Pallade Veneta - London stellt zusätzliche Millionen für Sicherheit der jüdischen Gemeinde bereit

London stellt zusätzliche Millionen für Sicherheit der jüdischen Gemeinde bereit


London stellt zusätzliche Millionen für Sicherheit der jüdischen Gemeinde bereit
London stellt zusätzliche Millionen für Sicherheit der jüdischen Gemeinde bereit / Foto: CARLOS JASSO - AFP

Nach dem als terroristisch eingestuften Messerangriff auf zwei Juden in London will die britische Regierung 25 Millionen Pfund (knapp 29 Millionen Euro) für die Sicherheit jüdischer Gemeinden bereitstellen. Die Menschen seien zutiefst verunsichert, sagte Innenministerin Shabana Mahmood am Donnerstag dem Sender Sky News.

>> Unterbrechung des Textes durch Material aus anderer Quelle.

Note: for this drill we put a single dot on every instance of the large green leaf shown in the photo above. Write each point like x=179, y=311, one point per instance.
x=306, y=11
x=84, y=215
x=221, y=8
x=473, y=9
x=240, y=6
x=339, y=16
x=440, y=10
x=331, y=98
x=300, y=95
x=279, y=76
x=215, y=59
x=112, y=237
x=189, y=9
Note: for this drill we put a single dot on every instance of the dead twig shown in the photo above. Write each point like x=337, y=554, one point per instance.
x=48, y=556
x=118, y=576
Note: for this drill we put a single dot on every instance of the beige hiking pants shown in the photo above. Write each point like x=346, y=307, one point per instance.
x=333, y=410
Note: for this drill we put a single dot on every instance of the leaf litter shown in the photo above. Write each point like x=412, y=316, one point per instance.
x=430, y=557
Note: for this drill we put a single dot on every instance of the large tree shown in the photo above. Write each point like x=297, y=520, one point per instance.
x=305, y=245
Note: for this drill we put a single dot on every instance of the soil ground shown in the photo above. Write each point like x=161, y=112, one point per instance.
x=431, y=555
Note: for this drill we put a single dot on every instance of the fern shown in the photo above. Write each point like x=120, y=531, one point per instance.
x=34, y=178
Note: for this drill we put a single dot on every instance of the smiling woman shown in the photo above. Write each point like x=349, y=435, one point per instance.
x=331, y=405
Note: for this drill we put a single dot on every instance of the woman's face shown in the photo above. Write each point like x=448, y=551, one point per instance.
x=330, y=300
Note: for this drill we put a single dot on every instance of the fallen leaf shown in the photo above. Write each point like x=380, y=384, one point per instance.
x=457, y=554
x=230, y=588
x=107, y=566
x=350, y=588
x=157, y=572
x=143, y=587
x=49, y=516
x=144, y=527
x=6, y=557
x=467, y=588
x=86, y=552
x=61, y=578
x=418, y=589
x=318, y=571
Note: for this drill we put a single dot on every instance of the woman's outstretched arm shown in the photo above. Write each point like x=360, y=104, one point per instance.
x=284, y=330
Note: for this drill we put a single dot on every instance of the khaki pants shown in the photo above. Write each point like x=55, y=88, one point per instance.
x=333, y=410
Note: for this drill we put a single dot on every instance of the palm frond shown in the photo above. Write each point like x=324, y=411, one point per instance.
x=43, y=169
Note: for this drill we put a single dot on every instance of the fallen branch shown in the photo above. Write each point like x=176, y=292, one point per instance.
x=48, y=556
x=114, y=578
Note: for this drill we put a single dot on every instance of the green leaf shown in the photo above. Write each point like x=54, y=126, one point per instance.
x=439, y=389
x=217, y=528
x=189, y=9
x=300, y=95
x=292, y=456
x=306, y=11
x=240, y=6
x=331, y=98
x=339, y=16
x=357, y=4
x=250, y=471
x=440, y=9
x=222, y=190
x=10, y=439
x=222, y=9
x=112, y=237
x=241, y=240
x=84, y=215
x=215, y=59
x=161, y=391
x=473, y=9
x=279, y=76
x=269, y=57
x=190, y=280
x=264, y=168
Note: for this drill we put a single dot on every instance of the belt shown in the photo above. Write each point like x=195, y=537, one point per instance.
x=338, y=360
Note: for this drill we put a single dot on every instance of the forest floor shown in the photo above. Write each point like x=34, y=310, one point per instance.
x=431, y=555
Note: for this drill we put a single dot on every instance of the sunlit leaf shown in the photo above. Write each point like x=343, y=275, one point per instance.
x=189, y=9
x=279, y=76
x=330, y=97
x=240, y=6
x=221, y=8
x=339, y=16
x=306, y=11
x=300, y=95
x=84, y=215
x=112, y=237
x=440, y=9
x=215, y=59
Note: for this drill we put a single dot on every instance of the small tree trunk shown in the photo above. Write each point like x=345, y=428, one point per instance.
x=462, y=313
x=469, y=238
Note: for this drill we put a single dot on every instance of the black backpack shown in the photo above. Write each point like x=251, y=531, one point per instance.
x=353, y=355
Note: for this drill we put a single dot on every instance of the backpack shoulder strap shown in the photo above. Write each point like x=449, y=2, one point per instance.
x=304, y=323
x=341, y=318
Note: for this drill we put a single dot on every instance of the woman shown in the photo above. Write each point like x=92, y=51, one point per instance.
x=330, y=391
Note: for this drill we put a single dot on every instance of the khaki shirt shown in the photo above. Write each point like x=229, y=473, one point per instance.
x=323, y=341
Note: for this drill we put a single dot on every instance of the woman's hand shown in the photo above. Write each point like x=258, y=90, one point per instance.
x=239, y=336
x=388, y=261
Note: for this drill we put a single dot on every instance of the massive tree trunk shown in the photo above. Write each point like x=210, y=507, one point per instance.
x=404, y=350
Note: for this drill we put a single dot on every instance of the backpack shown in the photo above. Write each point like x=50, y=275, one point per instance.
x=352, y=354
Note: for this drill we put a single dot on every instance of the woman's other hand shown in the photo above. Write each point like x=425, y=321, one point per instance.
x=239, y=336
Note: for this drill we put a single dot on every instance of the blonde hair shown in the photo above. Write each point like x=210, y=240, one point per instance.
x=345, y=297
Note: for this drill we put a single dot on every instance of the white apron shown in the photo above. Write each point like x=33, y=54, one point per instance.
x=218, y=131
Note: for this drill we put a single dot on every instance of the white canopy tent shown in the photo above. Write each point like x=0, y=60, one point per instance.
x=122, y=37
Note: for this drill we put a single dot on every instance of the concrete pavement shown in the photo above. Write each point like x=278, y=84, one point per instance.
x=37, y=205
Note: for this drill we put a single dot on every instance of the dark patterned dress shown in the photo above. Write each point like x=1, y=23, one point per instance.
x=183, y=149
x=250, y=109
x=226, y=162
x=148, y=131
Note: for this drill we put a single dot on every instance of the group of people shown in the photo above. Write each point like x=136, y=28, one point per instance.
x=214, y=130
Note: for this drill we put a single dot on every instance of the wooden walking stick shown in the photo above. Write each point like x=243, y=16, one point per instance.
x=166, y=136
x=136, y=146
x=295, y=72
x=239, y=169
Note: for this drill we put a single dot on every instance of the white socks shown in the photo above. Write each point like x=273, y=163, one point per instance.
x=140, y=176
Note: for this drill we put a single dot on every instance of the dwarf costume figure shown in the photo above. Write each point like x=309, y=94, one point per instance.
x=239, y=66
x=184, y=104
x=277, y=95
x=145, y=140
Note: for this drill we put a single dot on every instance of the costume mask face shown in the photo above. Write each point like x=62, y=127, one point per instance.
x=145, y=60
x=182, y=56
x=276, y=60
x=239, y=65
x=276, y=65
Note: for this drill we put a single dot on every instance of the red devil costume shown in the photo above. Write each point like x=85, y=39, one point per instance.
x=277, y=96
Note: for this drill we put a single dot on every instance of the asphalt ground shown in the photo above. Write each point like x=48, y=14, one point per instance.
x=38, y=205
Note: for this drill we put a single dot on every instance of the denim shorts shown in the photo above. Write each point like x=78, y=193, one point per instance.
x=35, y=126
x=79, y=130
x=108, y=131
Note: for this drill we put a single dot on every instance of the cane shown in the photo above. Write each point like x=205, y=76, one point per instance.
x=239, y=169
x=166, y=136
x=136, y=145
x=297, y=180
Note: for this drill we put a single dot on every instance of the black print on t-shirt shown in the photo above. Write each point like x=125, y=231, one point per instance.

Die zusätzlichen Mittel sollten Sicherheitsvorkehrungen in Synagogen, jüdischen Schulen, Kulturstätten und Gemeindezentren zugute kommen. Eine pro-iranische Gruppe hatte sich zuvor zu dem Angriff auf zwei Männer am Vortag im jüdisch geprägten Londoner Stadtteil Golders Green bekannt.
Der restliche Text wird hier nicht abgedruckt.